Mauritanides : Le temps passera-t-il ? Mais quel temps ?

14 April, 2016 - 03:21

La préface et la postface rédigées, par les meilleurs soins du professeur Abdel Wedoud ould Cheikh, constituent le meilleur appel aux lecteurs, critiques et analystes, pour se pencher sur une  œuvre capitale, dense par ses thèmes, son style et  ses contenus,  toujours actuels. Il nous reste maintenant, à décrypter,  à comprendre cette production  qui se veut littéraire…

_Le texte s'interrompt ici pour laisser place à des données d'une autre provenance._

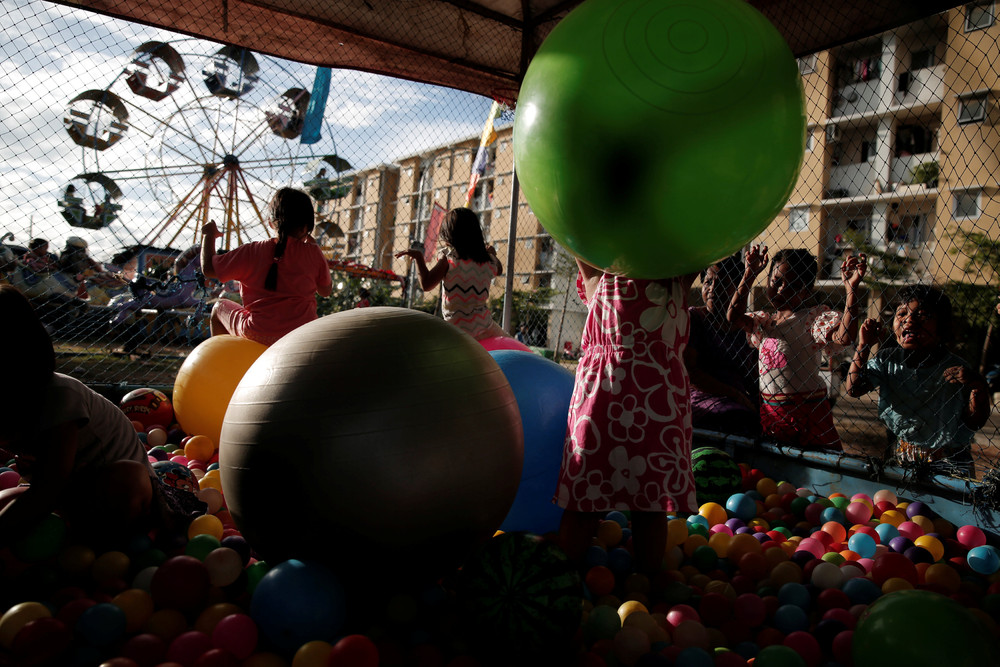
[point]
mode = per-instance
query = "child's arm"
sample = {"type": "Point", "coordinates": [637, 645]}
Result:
{"type": "Point", "coordinates": [977, 407]}
{"type": "Point", "coordinates": [429, 278]}
{"type": "Point", "coordinates": [754, 262]}
{"type": "Point", "coordinates": [49, 475]}
{"type": "Point", "coordinates": [591, 275]}
{"type": "Point", "coordinates": [856, 384]}
{"type": "Point", "coordinates": [209, 233]}
{"type": "Point", "coordinates": [852, 272]}
{"type": "Point", "coordinates": [494, 259]}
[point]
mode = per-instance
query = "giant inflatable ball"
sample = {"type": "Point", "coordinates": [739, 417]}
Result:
{"type": "Point", "coordinates": [376, 439]}
{"type": "Point", "coordinates": [654, 138]}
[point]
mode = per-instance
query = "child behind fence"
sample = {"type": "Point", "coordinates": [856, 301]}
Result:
{"type": "Point", "coordinates": [928, 397]}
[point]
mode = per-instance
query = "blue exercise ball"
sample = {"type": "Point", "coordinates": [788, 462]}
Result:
{"type": "Point", "coordinates": [298, 602]}
{"type": "Point", "coordinates": [543, 390]}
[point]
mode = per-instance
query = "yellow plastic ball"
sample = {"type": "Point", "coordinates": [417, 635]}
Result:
{"type": "Point", "coordinates": [137, 605]}
{"type": "Point", "coordinates": [17, 617]}
{"type": "Point", "coordinates": [206, 524]}
{"type": "Point", "coordinates": [199, 448]}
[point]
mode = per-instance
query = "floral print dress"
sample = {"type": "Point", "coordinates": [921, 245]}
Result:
{"type": "Point", "coordinates": [628, 440]}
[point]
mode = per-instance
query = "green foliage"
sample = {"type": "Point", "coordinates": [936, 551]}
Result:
{"type": "Point", "coordinates": [347, 288]}
{"type": "Point", "coordinates": [925, 172]}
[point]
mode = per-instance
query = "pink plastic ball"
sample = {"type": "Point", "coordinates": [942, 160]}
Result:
{"type": "Point", "coordinates": [970, 537]}
{"type": "Point", "coordinates": [236, 633]}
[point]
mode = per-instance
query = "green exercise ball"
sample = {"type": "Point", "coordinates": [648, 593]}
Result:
{"type": "Point", "coordinates": [654, 138]}
{"type": "Point", "coordinates": [917, 627]}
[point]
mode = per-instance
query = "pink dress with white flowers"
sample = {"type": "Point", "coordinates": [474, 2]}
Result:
{"type": "Point", "coordinates": [628, 440]}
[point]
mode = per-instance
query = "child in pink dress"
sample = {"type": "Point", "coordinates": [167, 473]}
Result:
{"type": "Point", "coordinates": [793, 397]}
{"type": "Point", "coordinates": [628, 441]}
{"type": "Point", "coordinates": [275, 301]}
{"type": "Point", "coordinates": [466, 272]}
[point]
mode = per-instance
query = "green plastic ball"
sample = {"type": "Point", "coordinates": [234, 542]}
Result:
{"type": "Point", "coordinates": [917, 627]}
{"type": "Point", "coordinates": [654, 138]}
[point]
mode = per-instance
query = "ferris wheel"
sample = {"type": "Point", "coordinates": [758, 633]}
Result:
{"type": "Point", "coordinates": [188, 132]}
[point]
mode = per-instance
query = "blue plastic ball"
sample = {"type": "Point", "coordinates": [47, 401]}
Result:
{"type": "Point", "coordinates": [984, 559]}
{"type": "Point", "coordinates": [298, 602]}
{"type": "Point", "coordinates": [862, 544]}
{"type": "Point", "coordinates": [741, 506]}
{"type": "Point", "coordinates": [542, 389]}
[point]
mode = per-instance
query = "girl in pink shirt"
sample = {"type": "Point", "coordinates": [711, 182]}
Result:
{"type": "Point", "coordinates": [278, 278]}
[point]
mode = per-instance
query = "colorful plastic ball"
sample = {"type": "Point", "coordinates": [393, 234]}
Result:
{"type": "Point", "coordinates": [917, 627]}
{"type": "Point", "coordinates": [542, 389]}
{"type": "Point", "coordinates": [984, 559]}
{"type": "Point", "coordinates": [176, 475]}
{"type": "Point", "coordinates": [789, 618]}
{"type": "Point", "coordinates": [148, 407]}
{"type": "Point", "coordinates": [237, 634]}
{"type": "Point", "coordinates": [634, 54]}
{"type": "Point", "coordinates": [970, 536]}
{"type": "Point", "coordinates": [199, 448]}
{"type": "Point", "coordinates": [17, 617]}
{"type": "Point", "coordinates": [741, 506]}
{"type": "Point", "coordinates": [296, 602]}
{"type": "Point", "coordinates": [102, 624]}
{"type": "Point", "coordinates": [181, 583]}
{"type": "Point", "coordinates": [862, 544]}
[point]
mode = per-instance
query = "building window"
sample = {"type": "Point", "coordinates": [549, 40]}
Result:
{"type": "Point", "coordinates": [972, 108]}
{"type": "Point", "coordinates": [798, 219]}
{"type": "Point", "coordinates": [978, 15]}
{"type": "Point", "coordinates": [922, 59]}
{"type": "Point", "coordinates": [967, 204]}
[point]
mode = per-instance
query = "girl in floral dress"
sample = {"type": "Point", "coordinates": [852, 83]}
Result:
{"type": "Point", "coordinates": [628, 440]}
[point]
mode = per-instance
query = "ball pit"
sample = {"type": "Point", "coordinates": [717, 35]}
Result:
{"type": "Point", "coordinates": [769, 586]}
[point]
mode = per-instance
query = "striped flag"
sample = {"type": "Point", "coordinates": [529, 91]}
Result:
{"type": "Point", "coordinates": [312, 126]}
{"type": "Point", "coordinates": [479, 166]}
{"type": "Point", "coordinates": [433, 230]}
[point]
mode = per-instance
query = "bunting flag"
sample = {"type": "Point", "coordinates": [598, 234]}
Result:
{"type": "Point", "coordinates": [433, 229]}
{"type": "Point", "coordinates": [479, 166]}
{"type": "Point", "coordinates": [312, 126]}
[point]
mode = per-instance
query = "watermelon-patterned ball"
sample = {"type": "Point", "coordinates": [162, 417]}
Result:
{"type": "Point", "coordinates": [716, 475]}
{"type": "Point", "coordinates": [521, 595]}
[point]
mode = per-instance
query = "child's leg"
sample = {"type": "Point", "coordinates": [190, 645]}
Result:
{"type": "Point", "coordinates": [576, 530]}
{"type": "Point", "coordinates": [649, 541]}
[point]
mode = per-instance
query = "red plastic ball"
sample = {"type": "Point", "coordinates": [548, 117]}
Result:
{"type": "Point", "coordinates": [353, 651]}
{"type": "Point", "coordinates": [148, 407]}
{"type": "Point", "coordinates": [181, 582]}
{"type": "Point", "coordinates": [891, 565]}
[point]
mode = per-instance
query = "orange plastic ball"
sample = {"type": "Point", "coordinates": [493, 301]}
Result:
{"type": "Point", "coordinates": [199, 448]}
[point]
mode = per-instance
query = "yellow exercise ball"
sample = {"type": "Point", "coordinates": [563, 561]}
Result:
{"type": "Point", "coordinates": [206, 381]}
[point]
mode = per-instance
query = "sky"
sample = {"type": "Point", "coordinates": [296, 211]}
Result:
{"type": "Point", "coordinates": [51, 54]}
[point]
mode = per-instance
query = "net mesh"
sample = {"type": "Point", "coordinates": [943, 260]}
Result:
{"type": "Point", "coordinates": [121, 140]}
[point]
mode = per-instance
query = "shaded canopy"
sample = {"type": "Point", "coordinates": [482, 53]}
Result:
{"type": "Point", "coordinates": [480, 46]}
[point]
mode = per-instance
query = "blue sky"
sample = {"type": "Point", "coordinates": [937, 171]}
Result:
{"type": "Point", "coordinates": [51, 53]}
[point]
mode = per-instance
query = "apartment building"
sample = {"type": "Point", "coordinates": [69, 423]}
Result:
{"type": "Point", "coordinates": [900, 157]}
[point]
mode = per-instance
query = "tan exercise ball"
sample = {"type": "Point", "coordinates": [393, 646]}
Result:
{"type": "Point", "coordinates": [376, 438]}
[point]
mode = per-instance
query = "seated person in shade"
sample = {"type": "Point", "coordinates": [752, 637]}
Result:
{"type": "Point", "coordinates": [720, 361]}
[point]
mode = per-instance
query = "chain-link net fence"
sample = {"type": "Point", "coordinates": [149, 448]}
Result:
{"type": "Point", "coordinates": [122, 140]}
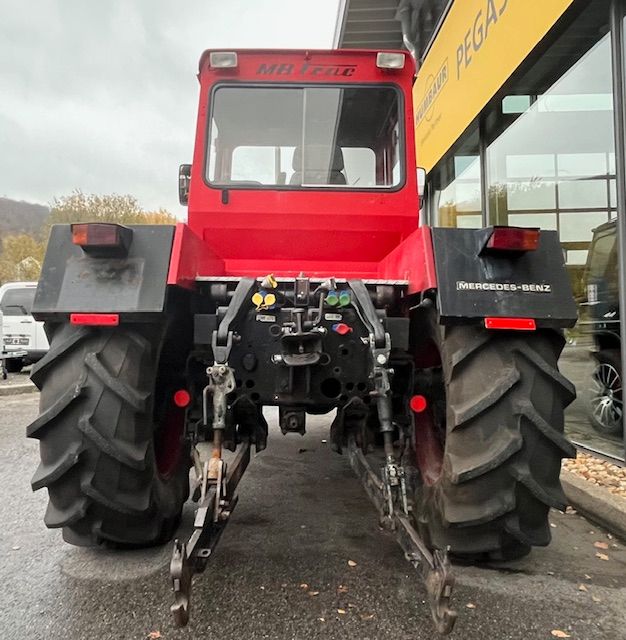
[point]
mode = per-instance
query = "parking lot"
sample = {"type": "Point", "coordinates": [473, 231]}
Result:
{"type": "Point", "coordinates": [281, 569]}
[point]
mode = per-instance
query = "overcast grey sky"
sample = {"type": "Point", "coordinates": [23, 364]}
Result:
{"type": "Point", "coordinates": [101, 95]}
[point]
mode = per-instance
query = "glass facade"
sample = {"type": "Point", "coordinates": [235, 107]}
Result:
{"type": "Point", "coordinates": [543, 154]}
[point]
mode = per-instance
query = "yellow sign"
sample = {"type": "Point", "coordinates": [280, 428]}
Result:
{"type": "Point", "coordinates": [478, 47]}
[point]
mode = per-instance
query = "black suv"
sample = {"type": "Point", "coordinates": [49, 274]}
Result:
{"type": "Point", "coordinates": [600, 315]}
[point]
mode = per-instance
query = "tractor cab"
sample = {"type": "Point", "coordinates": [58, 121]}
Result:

En réalité, celle-ci dépasse un tel strict exercice, pour devenir une pensée, avec ses coins et recoins, ses résonances et ses contextes qui défilent, sans se limiter au temps. Celui qui ne passe pas. Curieusement cela rappelle les plans d’ajustement structurel, décrits comme un mal nécessaire mais « un piège abscons », admirablement peint par l’auteur des Mauritanides. Les plans d’ajustement structurel  passent-ils, comme le souhaiteraient les pays entraînés dans la spirale de la pauvreté ? Cette généreuse pensée intriguera les économistes, les planificateurs, « les développeurs et développés ».           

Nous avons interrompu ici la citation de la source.